The Solution: We talked to the project director to understand the main points that were important to get across. He clarified many questions, and with our prodding, added more details to flesh out stories to illustrate the technology.

The Results: Our piece was published in a journal that our client's target audience read. The director wrote to us to say, "You did an absolutely outstanding job! You turned a lousy draft into a great document."

report | back to top


6. Lessons Learned Reports

Client: The American Medical Association

The Problem: Our client wanted to capture and distill the lessons learned from an 8-year, $20 million program. The program established state coalitions around the country to reduce underage drinking and our client oversaw its implementation. The program was drawing to a close and our client worried that much of the coalitions' successful work would go unnoticed.

The Solution: To capture the key lessons from this ambitious and innovative project we created a comprehensive guidebook for other communities that want to start coalitions. We interviewed more than 40 participants - including the people who designed the program, those who oversaw it, those who ran it and even those opposed to the idea. These in-depth interviews yielded rich details about how to implement a difficult and often controversial program.

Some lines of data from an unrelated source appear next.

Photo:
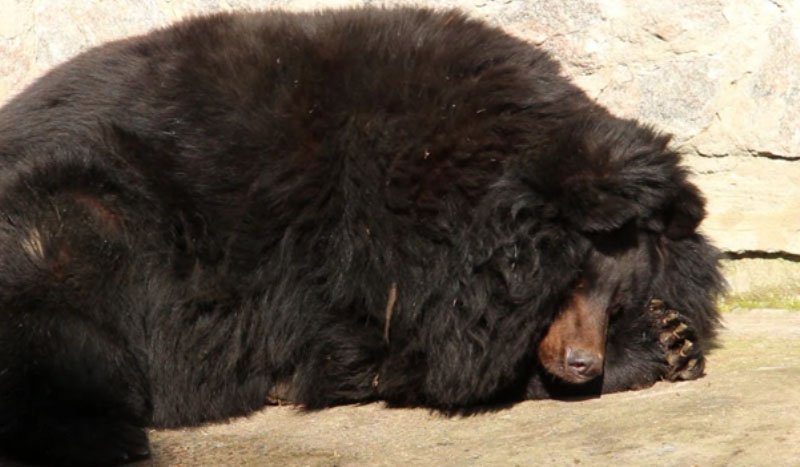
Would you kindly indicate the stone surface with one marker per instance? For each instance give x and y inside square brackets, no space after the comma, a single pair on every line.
[722,75]
[742,413]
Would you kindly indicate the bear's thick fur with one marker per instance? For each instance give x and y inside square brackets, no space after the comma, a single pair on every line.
[331,207]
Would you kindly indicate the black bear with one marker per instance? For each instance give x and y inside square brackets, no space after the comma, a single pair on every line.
[404,205]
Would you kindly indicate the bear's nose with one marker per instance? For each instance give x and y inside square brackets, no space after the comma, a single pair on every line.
[583,363]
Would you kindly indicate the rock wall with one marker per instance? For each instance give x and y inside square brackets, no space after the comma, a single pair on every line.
[722,75]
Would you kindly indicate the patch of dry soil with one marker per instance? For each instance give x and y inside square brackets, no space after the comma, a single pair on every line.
[745,411]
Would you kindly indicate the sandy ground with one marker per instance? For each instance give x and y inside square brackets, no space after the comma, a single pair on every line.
[745,411]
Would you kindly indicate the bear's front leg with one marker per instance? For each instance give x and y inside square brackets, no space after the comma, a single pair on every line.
[679,342]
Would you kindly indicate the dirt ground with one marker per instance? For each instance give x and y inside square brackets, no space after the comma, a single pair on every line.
[745,411]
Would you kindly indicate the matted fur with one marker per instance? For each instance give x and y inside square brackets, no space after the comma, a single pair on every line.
[196,216]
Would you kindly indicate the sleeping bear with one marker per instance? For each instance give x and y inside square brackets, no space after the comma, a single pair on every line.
[404,205]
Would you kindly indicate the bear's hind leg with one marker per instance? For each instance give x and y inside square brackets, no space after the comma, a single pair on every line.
[73,388]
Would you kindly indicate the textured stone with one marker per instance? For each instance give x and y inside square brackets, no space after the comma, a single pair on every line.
[722,75]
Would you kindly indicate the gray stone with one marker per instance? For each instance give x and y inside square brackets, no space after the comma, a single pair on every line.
[722,75]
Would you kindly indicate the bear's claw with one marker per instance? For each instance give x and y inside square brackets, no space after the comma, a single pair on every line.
[684,359]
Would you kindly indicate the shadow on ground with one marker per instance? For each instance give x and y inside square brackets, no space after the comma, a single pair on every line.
[743,412]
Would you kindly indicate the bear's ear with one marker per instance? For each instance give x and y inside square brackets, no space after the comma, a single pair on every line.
[685,212]
[603,172]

We condensed the information into 11 steps coalitions could use to start a successful coalition. We contracted with a graphic designer to create an appealing and eye-catching piece that was easy to read and follow.

The Results: The American Medical Association uses the guide as its key document to sustain the work of this successful national program. They distributed more than 10,000 copies of the guidebook. One coalition, after receiving a few copies, asked for additional 500 to help it in its work. The funder said that the guide met a critical goal - to provide a step-by-step guide of successful programs that can help others do this work.
lessons learned report | back to top


Client: The Robert Wood Johnson Foundation

The Problem: The Robert Wood Johnson Foundation (RWJF) funded ten hospitals and challenged them to transform their culture in ways that attracted and retained nurses and provided better patient care. The foundation, which was looking for solutions to address the nursing shortage, needed to capture the stories and lessons learned from these innovative and diverse hospitals to share with the field.

The Solution: We interviewed key participants at all ten hospitals, as well as RWJF program officers. We used the interviews to both tell the story of the ups and downs of cultural transformation at each hospital, and to synthesize lessons learned on the broader issue of hospital cultural change. 

The Results: The report provides practical lessons learned during this effort to change hospital culture over a short period. It tells the stories of individual hospital’s struggles and successes as well. By providing this key document, the Robert Wood Johnson Foundation helped hospitals seeking to address the nursing shortage learn from their innovative peers.